If you’re like most of the UK population, you’ll spend more time with your colleagues than your family, and while you might be ok with that if you get along with all your co-workers, it’s not quite so peachy if you don’t.
If you’re the person that leaves the office at 5pm precisely to rush home to be with your loved ones, no-one will blame you – who doesn’t love spending time with family? But if you don’t get along with people at work, those hours between nine and five can seriously drag and may impact the work you do.
So what can you do? Firstly, let’s start with the basics, politeness goes a long way to building relationships. A friendly ‘hello’ in the morning, a smile in the corridor and always watching your p’s and q’s will show that you’re a friendly, approachable person that people can hopefully warm to.
R-E-S-P-E-C-T means a lot in the workplace. It’s important to respect others’ opinions and their ideas, particularly in a brainstorm, when you should let people express themselves and not interrupt. You should also respect people’s personal space. If you’re in an office with several other people you should try not to rub people up the wrong way. Don’t be the person who speaks constantly on the phone and distracts others from working – go to a separate room to make your calls. Don’t be the person who types so loudly it gives those around you a headache. And, don’t be the person who eats their lunch at their desk and munches and crunches so everyone can hear! It’s also not good for your waistline as on average you’ll consume more calories if you eat while working. Instead, use your lunchtime to get away from the office and spend some quality time with your work friends. Go for a walk together, to a café or even to the staff room.
But what to talk about? You don’t want to talk work on your break. It’s ok to get a little personal; it’s nice to talk about our families at work.
Ask your colleagues how their children are, how their husband is getting on in his new job, or if they have any holidays planned this year.
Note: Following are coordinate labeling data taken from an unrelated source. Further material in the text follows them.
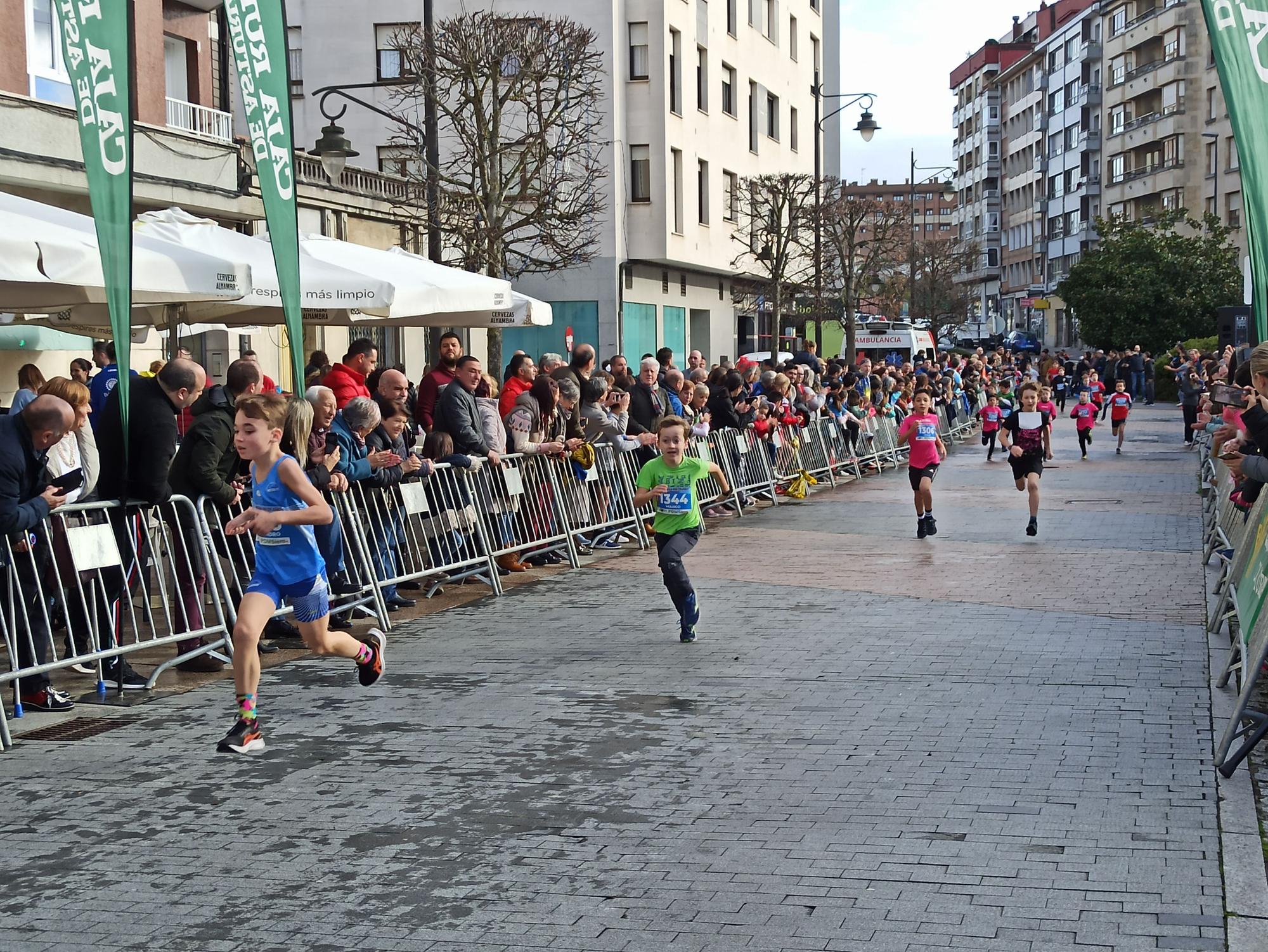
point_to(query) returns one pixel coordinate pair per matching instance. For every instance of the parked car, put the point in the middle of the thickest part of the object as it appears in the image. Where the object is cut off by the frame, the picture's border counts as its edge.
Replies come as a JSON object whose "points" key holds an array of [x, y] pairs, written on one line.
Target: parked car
{"points": [[1020, 342]]}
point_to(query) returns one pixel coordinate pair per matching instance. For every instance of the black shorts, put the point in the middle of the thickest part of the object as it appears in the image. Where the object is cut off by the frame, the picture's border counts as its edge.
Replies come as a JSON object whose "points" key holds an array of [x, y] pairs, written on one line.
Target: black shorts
{"points": [[1025, 466], [916, 476]]}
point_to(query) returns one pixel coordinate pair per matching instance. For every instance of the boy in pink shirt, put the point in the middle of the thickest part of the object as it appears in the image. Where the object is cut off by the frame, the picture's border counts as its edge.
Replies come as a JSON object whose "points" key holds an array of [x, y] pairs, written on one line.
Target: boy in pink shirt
{"points": [[921, 432], [1085, 415], [991, 416]]}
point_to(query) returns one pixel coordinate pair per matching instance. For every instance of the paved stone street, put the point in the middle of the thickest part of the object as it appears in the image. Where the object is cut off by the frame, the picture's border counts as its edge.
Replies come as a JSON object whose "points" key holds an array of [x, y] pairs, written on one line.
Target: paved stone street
{"points": [[882, 745]]}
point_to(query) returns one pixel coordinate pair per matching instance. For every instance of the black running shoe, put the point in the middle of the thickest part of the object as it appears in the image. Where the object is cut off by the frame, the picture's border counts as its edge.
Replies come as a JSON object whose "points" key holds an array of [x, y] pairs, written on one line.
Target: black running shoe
{"points": [[372, 671], [244, 738]]}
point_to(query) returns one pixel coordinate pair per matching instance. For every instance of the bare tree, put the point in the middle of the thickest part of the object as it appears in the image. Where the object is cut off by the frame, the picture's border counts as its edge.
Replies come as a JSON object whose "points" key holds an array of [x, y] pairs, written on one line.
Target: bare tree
{"points": [[935, 295], [775, 226], [864, 241], [522, 159]]}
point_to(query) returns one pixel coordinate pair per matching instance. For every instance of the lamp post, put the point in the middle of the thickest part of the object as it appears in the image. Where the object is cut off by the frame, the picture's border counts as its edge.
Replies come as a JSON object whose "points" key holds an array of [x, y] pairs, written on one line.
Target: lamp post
{"points": [[867, 129], [948, 196], [334, 149]]}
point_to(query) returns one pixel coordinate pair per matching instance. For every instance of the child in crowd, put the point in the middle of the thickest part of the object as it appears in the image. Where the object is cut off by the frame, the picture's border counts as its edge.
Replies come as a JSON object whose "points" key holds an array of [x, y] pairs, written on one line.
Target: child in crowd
{"points": [[673, 481], [285, 509], [1085, 416], [1029, 441], [1119, 405], [991, 416], [921, 432], [1097, 390], [1047, 406], [1061, 385]]}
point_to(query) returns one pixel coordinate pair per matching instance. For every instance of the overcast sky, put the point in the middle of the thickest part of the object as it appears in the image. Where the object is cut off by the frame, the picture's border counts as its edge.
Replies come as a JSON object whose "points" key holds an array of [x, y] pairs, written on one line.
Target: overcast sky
{"points": [[905, 51]]}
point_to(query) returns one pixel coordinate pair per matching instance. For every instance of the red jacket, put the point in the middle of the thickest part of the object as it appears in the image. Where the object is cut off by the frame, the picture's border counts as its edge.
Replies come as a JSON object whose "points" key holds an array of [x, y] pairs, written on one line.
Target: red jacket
{"points": [[512, 391], [429, 391], [347, 385]]}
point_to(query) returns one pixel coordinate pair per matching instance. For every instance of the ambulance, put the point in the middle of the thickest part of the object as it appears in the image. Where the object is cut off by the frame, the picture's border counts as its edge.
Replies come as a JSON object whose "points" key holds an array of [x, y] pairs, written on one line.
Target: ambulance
{"points": [[892, 342]]}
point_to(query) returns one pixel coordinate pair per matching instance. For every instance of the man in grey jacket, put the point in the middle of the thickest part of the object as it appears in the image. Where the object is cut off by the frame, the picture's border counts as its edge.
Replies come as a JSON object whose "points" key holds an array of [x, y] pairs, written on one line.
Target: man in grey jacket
{"points": [[458, 415]]}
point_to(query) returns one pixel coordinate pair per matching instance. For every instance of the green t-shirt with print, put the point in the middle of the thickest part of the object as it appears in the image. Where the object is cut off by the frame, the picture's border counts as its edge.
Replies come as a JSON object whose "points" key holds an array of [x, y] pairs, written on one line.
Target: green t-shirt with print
{"points": [[680, 508]]}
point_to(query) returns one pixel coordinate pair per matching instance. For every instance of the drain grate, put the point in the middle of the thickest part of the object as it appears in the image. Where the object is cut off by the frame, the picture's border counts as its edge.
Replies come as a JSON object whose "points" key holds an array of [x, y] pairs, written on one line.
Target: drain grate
{"points": [[79, 730]]}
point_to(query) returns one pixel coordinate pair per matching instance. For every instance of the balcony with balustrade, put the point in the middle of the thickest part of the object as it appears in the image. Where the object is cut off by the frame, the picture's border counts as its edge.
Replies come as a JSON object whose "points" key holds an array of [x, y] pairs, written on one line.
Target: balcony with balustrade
{"points": [[200, 121]]}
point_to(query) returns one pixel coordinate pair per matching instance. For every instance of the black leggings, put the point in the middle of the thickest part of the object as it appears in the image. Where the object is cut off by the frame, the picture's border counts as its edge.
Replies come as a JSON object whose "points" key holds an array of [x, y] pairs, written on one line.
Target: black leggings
{"points": [[1190, 423], [988, 441], [670, 551]]}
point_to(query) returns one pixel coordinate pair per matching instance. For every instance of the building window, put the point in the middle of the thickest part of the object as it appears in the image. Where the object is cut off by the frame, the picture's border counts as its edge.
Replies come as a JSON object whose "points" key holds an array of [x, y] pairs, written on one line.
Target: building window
{"points": [[48, 72], [640, 59], [753, 117], [675, 73], [389, 40], [702, 79], [728, 89], [1118, 21], [403, 162], [296, 60], [703, 192], [641, 174], [676, 157]]}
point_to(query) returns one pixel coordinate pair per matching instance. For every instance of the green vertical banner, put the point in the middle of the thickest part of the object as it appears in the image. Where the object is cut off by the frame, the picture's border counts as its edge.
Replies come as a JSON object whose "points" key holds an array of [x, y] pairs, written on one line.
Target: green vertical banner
{"points": [[97, 50], [258, 30], [1239, 39]]}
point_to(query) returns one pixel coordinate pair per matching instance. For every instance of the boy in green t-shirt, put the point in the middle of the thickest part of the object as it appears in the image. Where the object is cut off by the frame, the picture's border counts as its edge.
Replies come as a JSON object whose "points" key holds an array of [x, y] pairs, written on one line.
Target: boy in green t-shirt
{"points": [[671, 480]]}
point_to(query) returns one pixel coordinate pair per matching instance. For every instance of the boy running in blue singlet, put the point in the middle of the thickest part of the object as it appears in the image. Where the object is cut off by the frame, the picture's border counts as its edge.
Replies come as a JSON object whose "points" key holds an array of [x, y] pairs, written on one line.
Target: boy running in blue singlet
{"points": [[285, 509]]}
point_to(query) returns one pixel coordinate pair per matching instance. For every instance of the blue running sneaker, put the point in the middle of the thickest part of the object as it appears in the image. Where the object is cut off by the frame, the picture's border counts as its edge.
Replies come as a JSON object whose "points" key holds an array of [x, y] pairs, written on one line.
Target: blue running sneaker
{"points": [[690, 618]]}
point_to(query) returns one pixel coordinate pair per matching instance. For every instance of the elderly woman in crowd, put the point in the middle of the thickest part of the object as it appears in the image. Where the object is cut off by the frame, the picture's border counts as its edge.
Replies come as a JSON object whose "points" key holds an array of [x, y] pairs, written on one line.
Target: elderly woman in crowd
{"points": [[31, 381], [391, 437]]}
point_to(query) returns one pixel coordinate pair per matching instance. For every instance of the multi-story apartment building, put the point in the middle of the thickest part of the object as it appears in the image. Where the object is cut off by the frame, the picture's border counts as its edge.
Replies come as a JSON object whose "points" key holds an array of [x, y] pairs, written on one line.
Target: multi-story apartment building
{"points": [[933, 215], [1052, 141], [1168, 143], [699, 96], [186, 154], [978, 170]]}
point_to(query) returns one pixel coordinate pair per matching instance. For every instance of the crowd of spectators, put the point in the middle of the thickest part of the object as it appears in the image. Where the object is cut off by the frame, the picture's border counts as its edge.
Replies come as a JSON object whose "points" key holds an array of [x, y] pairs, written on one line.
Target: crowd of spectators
{"points": [[361, 424]]}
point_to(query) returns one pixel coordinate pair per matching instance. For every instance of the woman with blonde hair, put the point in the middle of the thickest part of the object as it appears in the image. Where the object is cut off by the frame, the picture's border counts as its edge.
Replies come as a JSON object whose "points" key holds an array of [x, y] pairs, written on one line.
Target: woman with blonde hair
{"points": [[30, 383], [78, 448]]}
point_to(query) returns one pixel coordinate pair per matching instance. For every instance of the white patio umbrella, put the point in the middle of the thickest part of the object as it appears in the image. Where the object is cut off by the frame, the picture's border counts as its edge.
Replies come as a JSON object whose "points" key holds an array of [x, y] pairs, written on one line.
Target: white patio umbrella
{"points": [[329, 290], [424, 290], [50, 261]]}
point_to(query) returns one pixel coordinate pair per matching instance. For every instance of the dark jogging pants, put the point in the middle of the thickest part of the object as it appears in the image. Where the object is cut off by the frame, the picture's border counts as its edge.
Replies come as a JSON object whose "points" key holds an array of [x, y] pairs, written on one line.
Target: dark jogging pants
{"points": [[671, 551]]}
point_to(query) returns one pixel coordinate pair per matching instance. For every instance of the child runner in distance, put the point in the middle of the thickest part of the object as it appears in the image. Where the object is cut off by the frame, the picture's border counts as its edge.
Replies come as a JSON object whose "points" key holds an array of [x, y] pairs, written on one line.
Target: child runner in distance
{"points": [[921, 430], [1085, 416], [671, 481], [1029, 439], [1047, 406], [1119, 405], [285, 509], [1061, 386], [991, 416], [1097, 390]]}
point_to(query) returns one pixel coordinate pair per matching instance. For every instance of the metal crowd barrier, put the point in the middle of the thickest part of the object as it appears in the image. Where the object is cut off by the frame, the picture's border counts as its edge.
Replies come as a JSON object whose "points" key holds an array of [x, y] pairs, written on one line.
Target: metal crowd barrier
{"points": [[599, 503], [125, 579], [96, 582], [523, 510]]}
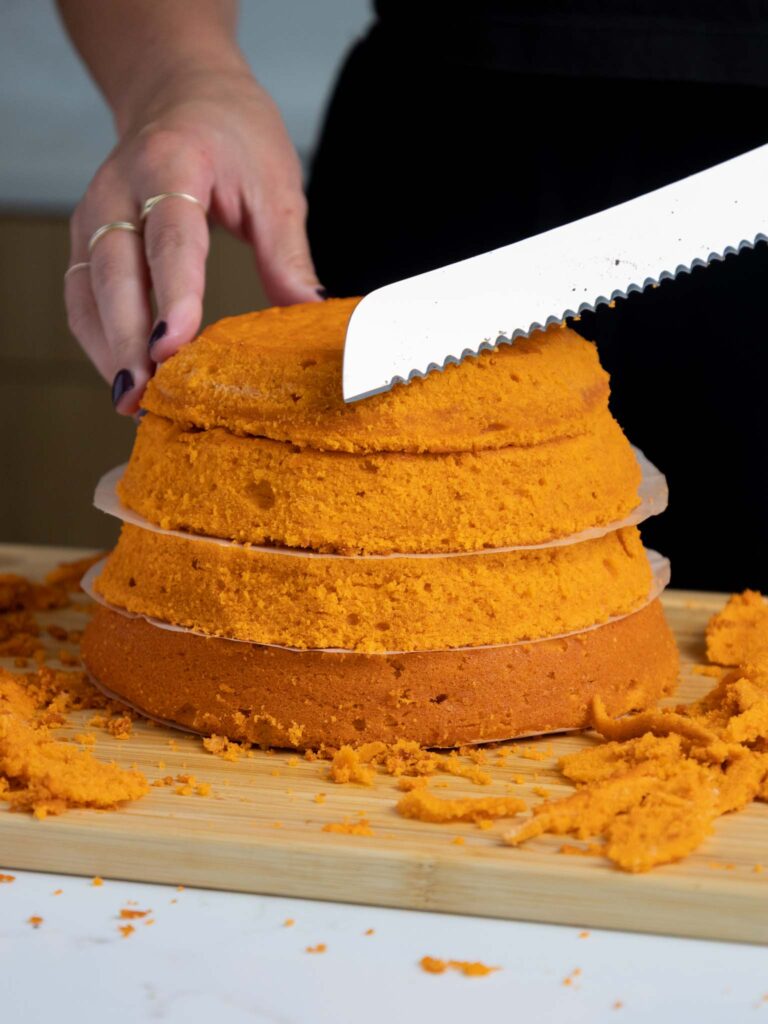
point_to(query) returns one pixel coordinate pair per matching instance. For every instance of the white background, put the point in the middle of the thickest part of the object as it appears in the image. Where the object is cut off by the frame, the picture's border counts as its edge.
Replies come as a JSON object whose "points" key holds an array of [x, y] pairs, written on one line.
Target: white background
{"points": [[55, 130], [225, 958]]}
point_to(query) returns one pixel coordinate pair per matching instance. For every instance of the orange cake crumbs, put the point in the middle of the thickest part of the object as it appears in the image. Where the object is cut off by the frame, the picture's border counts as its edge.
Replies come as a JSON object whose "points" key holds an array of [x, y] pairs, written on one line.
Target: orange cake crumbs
{"points": [[67, 577], [404, 759], [708, 670], [425, 806], [591, 850], [347, 766], [225, 749], [43, 775], [738, 634], [407, 783], [531, 754], [361, 827], [470, 969], [653, 791]]}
Just remember, you are at work, so keep the conversation professional, don’t get overly personal and definitely don’t gossip. If you have news that isn’t yours to share, or that may offend, keep it to yourself or in your own time. If you have a problem with someone at work, speak to HR and go through the official channels.
If you haven’t got something nice to say, don’t say it. Which brings us on to our final point – communication. If someone does a good job or has a great idea, tell them. If you’re struggling with your work, ask for help. No-one knows what you’re thinking unless you say it out loud. You work with your colleagues around 260 days of the year, now’s the time to make friends and make work a better place.